There are aspects of security programs that are traditionally not good, Eisenberg says. Companies traditionally struggle with vulnerability management, not just with critical system but all of their systems across the board. “You’ve got to to do it, and you’ve got to be good at it,” Eisenberg says. He recommends getting outside help until the CISO can build the technology and talent to protect the company’s own assets.
Tuning up company-wide security awareness programs can also have an immediate impact on security, he adds.
3. Skip the technical details for now
The most common mistake a new CISO makes is trying to immediately exert technical control, Byrnes says. They may become locked into those early decisions and “can almost never break free to where they should be in terms of being business-facing.” Even worse, “they’ll probably get such incredibly negative reaction that they’ll probably never recover,” Byrnes adds. “Unfortunately I see that fairly often.”
4. Step up communications skills
One looming change affecting CISOs after the Target and Sony breaches is the Securities and Exchange Commission’s growing pressure on publicly held companies’ boards of director to be aware of cybersecurity plans and perhaps in the future be held liable if a breach occurs.
“Their liability is in their oversight of their cybersecurity. That means that every board is asking ‘what are you doing about security’ They all want very clear and meaningful reports on the security program,” Byrnes says.
CISOs need to learn how to communicate with board members, which requires “a new level of abstraction and business orientation above what they’ve ever had to deal with before,” Byrnes says. He reviews about three security reports to the board every week for CISO clients.

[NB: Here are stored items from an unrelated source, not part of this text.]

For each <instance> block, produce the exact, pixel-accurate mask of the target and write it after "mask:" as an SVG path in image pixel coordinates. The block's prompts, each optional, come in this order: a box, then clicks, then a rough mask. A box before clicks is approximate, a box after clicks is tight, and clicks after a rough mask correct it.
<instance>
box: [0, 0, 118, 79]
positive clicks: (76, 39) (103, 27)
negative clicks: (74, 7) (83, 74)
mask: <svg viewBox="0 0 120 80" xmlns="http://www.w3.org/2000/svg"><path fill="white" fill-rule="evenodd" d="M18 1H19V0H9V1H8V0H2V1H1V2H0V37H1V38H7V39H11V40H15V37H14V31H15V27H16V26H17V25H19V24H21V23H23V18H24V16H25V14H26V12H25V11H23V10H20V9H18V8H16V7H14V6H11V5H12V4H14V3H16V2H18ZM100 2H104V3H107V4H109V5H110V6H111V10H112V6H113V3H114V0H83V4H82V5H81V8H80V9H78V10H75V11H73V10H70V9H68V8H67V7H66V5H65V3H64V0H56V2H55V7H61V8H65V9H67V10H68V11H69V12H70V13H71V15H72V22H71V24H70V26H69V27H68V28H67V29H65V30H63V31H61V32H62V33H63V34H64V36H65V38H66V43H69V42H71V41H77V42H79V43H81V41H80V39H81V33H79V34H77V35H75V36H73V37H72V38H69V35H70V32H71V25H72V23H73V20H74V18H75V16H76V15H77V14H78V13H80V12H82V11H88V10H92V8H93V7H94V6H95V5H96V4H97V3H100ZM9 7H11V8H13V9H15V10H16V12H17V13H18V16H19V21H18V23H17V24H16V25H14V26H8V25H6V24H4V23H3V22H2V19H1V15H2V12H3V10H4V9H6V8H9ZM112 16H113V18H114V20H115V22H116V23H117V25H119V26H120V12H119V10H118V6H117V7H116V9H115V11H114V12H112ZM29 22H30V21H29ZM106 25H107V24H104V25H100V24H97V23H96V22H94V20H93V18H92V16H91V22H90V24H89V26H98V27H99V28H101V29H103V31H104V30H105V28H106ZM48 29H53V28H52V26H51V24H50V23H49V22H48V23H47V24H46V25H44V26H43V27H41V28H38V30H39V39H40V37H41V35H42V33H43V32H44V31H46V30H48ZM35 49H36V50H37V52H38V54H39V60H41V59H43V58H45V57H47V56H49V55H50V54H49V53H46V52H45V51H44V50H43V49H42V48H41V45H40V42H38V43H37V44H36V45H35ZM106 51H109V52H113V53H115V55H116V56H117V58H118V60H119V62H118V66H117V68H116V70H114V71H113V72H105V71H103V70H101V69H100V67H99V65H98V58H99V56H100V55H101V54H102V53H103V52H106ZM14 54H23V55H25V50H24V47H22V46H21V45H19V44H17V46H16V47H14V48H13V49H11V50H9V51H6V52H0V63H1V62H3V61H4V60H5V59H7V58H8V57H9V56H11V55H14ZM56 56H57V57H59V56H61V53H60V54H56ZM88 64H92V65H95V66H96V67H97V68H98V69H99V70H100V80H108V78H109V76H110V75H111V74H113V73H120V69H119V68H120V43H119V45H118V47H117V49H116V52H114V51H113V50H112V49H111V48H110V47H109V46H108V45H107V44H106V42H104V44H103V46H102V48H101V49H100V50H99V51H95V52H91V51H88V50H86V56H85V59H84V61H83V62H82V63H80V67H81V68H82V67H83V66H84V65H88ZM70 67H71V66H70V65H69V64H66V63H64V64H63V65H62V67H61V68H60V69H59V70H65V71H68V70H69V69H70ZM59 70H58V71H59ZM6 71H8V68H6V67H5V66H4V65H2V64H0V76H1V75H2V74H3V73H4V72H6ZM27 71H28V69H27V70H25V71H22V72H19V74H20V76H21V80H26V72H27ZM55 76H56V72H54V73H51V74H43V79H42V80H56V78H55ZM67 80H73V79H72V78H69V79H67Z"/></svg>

A few months ago, he would only review one every couple of months.
5. Build a long-term security strategy based on business goals
Beyond solving the immediate security concerns of business, the CISO must lay out a business aligned security strategy that also supports future business objectives, Eisenberg says.
If the company is privately held but thinks it might to be going public in next two to five years, for instance, the security program that a CISO must build in that company would be an IPO enablement program, he says. “Not only would I want to protect the assets of the company but I would also want to build out the regulatory environment that you would be required to have for a public company,” Eisenberg says.
When it comes to business alignment, if a company is transforming to an ecommerce environment, for example, “the security program you would build for a company doing the majority of its business on the Internet is a lot different from a brick and mortar” security program, he adds.
There is no way to know what security challenges await a CISO until they actually enter the job, even if they’re promoted from within the company, Byrnes says. The CISO must get inside, assess the security landscape, realize that security risk can’t be completely eliminated, and figure out how much security is enough.
“The CISO is a translation point of gathering business-related information and translating it into technical requirements,” Byrnes says. “It’s about understanding acceptable levels of risks.”